Barclays has announced a net profit of £1.78bn ($2.2bn) for the first quarter, beating expectations and marking a 27% increase year-on-year. The consensus Reuters poll of analysts had forecast net profit at £1.432bn. The bank’s consumer, cards and payments division led on income, increasing 47%, while corporate and investment banking grew by just 1%. Barclays said this was partly due to the acquisition of Gap’s credit card portfolio. Its UK business saw income rise by 19% due to improved net interest income. Barclays also reported £500m in credit impairment charges.

Barclays shares rose by 4.3% at 8:55 a.m. in London following the announcement. Jefferies analysts said the “robust” results suggested there was scope for consensus upgrades, with “not a lot to nitpick”. Barclays CEO C. S. Venkatakrishnan said in a statement that the bank “remains on track to deliver its 2023 targets, with all performance metrics in line with or ahead of guidance”.

The results follow a difficult period for the global banking industry that saw the collapse of US-based Silicon Valley Bank and several other regional lenders in early March and the rapid takeover of Credit Suisse by Swiss rival UBS. Barclays’ strong results contrasted with Deutsche Bank’s first-quarter results, announced on Thursday, which showed a net profit of €1.158bn ($1.28bn), above a consensus forecast of €864.54m. Deutsche Bank’s report nevertheless showed a fall in deposits over the quarter.

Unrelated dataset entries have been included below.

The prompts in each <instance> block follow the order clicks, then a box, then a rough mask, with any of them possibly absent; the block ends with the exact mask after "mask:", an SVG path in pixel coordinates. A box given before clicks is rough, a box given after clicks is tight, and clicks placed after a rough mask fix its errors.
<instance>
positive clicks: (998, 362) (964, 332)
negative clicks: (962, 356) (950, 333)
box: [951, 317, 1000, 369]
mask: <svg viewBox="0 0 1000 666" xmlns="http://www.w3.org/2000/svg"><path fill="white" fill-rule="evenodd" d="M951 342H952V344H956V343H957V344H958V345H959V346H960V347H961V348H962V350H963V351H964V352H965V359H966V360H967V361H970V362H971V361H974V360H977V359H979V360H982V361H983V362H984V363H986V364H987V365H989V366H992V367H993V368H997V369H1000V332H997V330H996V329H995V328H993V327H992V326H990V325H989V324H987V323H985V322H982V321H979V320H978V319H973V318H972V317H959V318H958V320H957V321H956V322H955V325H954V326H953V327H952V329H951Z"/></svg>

Market watchers are now focusing on US banks after First Republic revealed heavier-than-expected deposit outflows in the first quarter, with its stock dropping to a record low. However, Barclays appears to be weathering the storm and remaining optimistic. “The momentum across the group allows us to maintain a robust capital position, deliver attractive returns to shareholders, and support our customers and clients through an uncertain economic environment,” Venkatakrishnan said.